Could doing this potentially leave more brush marks or textures? I guess if you don’t work it in enough or maybe too much? Edit: The first wet blending style I mean.
It should theoretically result in less, as working and smoothing the paint like this should hopefully eliminate most brush strokes.
@@VinceVenturella righto! I’ve lined up some spare minis to practice new techniques on this weekend and will give it a go!

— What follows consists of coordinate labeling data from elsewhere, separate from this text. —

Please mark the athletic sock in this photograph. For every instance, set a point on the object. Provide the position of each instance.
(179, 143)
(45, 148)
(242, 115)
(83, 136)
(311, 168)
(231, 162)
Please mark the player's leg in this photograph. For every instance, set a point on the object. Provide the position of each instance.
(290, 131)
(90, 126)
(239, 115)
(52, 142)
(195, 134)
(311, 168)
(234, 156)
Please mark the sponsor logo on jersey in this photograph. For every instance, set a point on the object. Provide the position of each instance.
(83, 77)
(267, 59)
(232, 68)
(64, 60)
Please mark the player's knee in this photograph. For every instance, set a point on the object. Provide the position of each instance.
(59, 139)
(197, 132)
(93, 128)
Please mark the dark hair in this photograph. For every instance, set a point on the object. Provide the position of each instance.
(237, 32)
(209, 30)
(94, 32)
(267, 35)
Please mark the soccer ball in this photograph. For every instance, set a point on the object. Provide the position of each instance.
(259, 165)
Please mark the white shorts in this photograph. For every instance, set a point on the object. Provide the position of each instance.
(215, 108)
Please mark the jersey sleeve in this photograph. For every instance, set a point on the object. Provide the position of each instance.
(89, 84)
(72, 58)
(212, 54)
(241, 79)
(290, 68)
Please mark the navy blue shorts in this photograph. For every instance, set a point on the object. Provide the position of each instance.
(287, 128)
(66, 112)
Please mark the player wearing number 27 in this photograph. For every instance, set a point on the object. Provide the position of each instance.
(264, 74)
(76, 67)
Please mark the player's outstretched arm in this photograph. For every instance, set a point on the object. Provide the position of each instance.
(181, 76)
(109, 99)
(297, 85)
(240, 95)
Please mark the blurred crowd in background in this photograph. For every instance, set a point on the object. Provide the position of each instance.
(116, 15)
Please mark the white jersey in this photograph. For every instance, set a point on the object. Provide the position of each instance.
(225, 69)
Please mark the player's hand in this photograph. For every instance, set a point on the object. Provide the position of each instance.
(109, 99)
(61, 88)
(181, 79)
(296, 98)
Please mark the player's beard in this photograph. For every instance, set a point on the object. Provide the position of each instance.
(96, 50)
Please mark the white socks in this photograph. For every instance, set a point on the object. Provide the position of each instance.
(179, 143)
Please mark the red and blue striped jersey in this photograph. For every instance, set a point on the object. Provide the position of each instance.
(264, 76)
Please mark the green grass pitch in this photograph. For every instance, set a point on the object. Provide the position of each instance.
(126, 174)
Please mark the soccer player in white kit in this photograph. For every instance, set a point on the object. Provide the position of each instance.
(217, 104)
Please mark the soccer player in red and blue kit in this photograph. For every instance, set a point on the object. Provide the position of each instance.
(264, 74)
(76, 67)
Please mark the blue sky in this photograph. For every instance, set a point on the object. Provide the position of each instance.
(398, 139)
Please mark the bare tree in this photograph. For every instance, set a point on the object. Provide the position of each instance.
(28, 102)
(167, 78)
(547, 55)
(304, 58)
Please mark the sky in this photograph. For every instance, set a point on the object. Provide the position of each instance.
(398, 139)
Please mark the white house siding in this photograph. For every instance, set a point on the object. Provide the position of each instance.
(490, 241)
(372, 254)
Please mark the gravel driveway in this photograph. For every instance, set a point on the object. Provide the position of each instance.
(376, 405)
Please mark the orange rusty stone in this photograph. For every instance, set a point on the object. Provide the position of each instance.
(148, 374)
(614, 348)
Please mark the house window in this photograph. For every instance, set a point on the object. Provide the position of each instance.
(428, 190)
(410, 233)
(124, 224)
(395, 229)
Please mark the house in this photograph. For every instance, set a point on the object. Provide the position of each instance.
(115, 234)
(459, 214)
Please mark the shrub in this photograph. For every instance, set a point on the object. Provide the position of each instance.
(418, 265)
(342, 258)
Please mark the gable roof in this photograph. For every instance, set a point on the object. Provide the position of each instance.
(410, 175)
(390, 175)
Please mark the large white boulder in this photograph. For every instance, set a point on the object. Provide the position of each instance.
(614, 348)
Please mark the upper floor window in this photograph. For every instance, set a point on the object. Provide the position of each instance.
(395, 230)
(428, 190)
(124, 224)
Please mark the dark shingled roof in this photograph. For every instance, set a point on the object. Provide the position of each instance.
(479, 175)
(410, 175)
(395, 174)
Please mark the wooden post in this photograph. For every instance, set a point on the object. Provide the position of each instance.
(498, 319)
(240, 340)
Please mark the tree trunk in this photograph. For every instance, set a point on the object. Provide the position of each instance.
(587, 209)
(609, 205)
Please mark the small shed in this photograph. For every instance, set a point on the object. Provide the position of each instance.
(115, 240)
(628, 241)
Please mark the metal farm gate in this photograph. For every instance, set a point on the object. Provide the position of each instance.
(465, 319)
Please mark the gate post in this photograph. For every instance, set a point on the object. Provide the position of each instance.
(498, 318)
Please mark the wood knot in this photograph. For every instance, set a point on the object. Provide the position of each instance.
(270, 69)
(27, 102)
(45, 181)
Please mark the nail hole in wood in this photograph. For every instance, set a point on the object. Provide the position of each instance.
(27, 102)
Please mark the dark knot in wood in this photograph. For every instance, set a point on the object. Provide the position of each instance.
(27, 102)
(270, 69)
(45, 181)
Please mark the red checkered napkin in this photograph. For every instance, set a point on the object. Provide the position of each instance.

So, if you are painting for tabletop, a non-smooth blend will look like a smooth blend, at a distance, no?
Sure, it's just a question of finish and time you want to put into things.
👍👍
Hello Larry! 😅
Awesome video Vince! One piece of feedback, the volume level was very very low. I had to crank up the volume in my laptop to max level.
Thanks for the tip!
As always, love the video, but the sound levels are quite low.
❤
Does this mean Larry is back?!
Woohoo! Not only is Larry back, but Larry's back is back!
We love Larry. I think Larry and Daryl need a spin off buddy cop series. Diesel could be the villain, who turns out to be the good guy all along.
Larry never really left 😂
I just use oils :0
Has Larry the Ogre ever been stripped? Has to have been, you've had him for years.
Nope, never once. THis is why you don't need to strip your figures. He has been painted and reprimed so many times.
8 months later and the video still freezes in in certain points :-(
Yeah, something processed wrong in the original source video.
I find it difficult to blends with acrylics and your explanation will help. Airbrush and oil paints are way easier but those have their issues. I need to get better with all tools and not just the ones I am good at.